Chris:  • Absolutely. As I said above, one of the things I find most interesting about Emma, even though I don’t like her very much, is that she causes so much trouble because she was bored. I imagine Jane Austen felt rather bored a lot of the time too, which is why she wrote. It’s quite possible Emma is what she imagined she would be if she lived in a different socioeconomic bracket. There’s a modern author, Diana Gabaldon (she writes the Outlander series), who says that every character she writes, from the heroes to the awful, horrible, villains, are all a part of her. I’m not saying every character was Austen’s alter-ego, but I imagine many of the heroines contain traces of her, not just Emma.
 Luca:  Jane Austen was an acute observer of the society in which she lived, studied attitudes and emotions, but although her novels represent masterpieces of the pre-Romantic period, the author has a different vision of love and marriage, focusing mainly on the financial benefits derived from it. What leads the writer to this material vision of marriage?
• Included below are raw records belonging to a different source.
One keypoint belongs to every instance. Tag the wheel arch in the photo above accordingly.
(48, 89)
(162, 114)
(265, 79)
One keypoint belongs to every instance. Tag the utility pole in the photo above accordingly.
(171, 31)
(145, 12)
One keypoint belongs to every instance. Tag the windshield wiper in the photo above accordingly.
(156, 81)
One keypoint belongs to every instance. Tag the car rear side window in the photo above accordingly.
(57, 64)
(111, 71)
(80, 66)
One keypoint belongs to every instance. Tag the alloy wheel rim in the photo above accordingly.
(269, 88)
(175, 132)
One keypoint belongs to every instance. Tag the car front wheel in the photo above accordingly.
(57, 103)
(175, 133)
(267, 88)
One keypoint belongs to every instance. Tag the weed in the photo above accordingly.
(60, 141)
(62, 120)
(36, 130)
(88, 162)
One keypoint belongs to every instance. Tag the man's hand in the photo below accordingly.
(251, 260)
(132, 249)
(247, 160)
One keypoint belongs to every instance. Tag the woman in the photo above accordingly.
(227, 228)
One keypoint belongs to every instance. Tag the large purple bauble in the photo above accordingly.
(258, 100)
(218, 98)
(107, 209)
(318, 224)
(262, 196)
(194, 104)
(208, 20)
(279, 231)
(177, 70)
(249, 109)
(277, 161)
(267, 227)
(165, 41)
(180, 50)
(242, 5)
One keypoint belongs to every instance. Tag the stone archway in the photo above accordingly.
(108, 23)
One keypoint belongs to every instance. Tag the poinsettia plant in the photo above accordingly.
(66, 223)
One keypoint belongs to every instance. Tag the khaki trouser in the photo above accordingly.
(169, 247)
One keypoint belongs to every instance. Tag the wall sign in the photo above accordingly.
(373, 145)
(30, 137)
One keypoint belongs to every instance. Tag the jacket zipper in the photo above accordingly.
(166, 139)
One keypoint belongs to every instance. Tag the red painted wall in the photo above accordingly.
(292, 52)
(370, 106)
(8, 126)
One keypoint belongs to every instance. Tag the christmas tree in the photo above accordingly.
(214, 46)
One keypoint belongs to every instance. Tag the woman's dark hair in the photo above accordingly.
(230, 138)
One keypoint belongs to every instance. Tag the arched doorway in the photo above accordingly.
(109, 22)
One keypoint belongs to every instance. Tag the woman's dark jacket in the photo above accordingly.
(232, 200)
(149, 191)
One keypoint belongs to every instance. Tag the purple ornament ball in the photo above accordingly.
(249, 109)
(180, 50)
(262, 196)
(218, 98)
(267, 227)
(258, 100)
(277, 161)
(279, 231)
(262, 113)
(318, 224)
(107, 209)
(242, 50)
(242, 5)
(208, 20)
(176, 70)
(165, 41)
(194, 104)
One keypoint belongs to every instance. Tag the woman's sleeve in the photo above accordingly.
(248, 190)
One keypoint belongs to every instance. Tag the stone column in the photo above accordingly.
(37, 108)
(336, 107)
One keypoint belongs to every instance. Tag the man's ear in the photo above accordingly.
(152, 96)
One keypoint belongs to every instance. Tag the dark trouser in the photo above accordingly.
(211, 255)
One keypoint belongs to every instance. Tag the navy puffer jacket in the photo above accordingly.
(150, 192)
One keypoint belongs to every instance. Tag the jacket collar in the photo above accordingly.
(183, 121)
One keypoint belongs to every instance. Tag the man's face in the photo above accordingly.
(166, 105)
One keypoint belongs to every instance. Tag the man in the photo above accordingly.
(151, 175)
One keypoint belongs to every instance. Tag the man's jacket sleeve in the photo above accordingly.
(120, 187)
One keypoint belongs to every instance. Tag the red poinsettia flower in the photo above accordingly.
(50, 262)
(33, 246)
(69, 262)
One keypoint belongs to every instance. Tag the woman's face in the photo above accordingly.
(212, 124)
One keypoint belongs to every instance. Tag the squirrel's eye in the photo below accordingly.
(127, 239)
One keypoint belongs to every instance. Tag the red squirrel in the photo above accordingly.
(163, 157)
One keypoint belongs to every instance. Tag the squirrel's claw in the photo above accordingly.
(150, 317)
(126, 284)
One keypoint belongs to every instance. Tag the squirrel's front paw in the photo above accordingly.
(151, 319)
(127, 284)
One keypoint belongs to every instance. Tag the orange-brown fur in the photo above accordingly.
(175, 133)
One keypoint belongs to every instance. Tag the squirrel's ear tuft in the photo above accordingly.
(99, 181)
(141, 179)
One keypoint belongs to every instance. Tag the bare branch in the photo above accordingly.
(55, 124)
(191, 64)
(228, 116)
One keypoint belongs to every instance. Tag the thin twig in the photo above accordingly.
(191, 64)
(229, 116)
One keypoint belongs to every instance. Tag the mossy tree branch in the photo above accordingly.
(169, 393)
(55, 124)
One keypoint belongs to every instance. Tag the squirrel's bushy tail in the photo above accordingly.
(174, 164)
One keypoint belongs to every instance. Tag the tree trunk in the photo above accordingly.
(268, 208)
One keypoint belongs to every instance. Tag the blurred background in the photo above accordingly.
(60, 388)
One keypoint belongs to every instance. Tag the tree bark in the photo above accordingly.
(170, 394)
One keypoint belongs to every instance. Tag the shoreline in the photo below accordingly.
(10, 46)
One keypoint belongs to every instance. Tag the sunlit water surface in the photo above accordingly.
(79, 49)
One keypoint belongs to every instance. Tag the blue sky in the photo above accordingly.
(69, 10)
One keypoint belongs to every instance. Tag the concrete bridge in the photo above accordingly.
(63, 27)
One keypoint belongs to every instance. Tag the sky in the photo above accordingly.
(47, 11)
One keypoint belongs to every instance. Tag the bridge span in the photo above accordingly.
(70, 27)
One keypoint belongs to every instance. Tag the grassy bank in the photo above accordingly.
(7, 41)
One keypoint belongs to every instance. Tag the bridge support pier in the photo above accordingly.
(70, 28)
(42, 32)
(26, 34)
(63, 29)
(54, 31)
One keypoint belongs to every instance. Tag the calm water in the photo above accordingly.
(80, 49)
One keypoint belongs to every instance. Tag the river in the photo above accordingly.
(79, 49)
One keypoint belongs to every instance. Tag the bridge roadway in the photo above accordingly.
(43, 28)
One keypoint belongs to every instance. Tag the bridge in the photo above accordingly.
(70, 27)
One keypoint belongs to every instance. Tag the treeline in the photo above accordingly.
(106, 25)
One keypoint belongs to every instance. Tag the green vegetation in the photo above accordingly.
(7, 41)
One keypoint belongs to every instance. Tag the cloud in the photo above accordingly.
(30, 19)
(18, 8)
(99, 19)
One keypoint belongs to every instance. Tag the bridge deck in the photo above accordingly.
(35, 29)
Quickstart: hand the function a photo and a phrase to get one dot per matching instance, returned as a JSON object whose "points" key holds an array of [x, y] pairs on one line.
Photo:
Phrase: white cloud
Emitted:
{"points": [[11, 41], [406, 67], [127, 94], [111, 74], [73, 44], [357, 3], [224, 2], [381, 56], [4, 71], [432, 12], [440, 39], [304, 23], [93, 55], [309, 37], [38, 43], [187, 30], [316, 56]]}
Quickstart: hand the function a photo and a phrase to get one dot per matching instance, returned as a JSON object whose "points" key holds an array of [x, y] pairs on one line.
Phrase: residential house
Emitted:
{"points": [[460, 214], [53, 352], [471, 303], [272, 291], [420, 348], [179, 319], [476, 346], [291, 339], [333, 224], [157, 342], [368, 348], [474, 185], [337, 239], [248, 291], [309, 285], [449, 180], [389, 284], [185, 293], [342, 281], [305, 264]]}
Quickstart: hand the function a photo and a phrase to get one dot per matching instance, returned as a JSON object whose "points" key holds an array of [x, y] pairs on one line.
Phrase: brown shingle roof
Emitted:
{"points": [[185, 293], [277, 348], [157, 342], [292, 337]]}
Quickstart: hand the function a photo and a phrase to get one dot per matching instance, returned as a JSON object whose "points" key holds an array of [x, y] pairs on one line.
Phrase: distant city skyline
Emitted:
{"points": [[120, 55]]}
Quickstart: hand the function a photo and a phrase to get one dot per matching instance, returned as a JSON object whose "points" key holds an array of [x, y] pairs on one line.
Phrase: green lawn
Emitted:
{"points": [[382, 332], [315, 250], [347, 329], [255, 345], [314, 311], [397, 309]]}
Chris:  • Partly it was just the world she lived in. Austen was engaged for half a second to a gentleman, if I’m remembering correctly. She wasn’t a hermit, she readily engaged with society. She knew exactly what a woman could look forward to if she didn’t marry well (either as a spinster with no income beyond what her father/brothers gave her or as a woman married to man who doesn’t make enough money). Yet despite that I don’t think she took a completely material vision of marriage. After all, her stories are known to be some of the world’s greatest love stories. Jane doesn’t marry Darcy because he’s rich but because she loves him. Same goes for Emma and Anne. In fact, I’d say Persuasion is an argument against the material view of marriage. Anne doesn’t marry her love because someone convinces her he’s too poor and regrets it for years. Only when they come back together does she find true happiness.
 Luca: Jane Austen was one of the most shining icons of English literature in a complex and changing age, especially for the role in society of women who were beginning to become aware of their value, their responsibilities and above all their rights. With the protagonists of her novels, the writer describes the female universe within the wealthy English class of the Georgian period, emphasizing how women enjoyed few and limited rights and that "good marriage" was the primary goal of every family. Can we consider this wise denunciation, a sort of rebellion against the condition of women, also taking into account the active participation of the writer in the feminist movement of that time?
 Chris: • Yes, absolutely. As I’ve written above, Austen was often satirizing the world around her, making fun of the ridiculousness she saw regarding women and their place in the world. She was staunchly a feminist (think of the woman who corrects her husband’s driving in Persuasion) and I think she was definitely writing with the view of the feminist movement of the time. That’s why we studied writers like Mary Wollstonecraft in my college class.
Dorotea, Silvana and Luca: Chris,many thanks for talking to us ,today. It was very Kind of you and your answers are very interesting!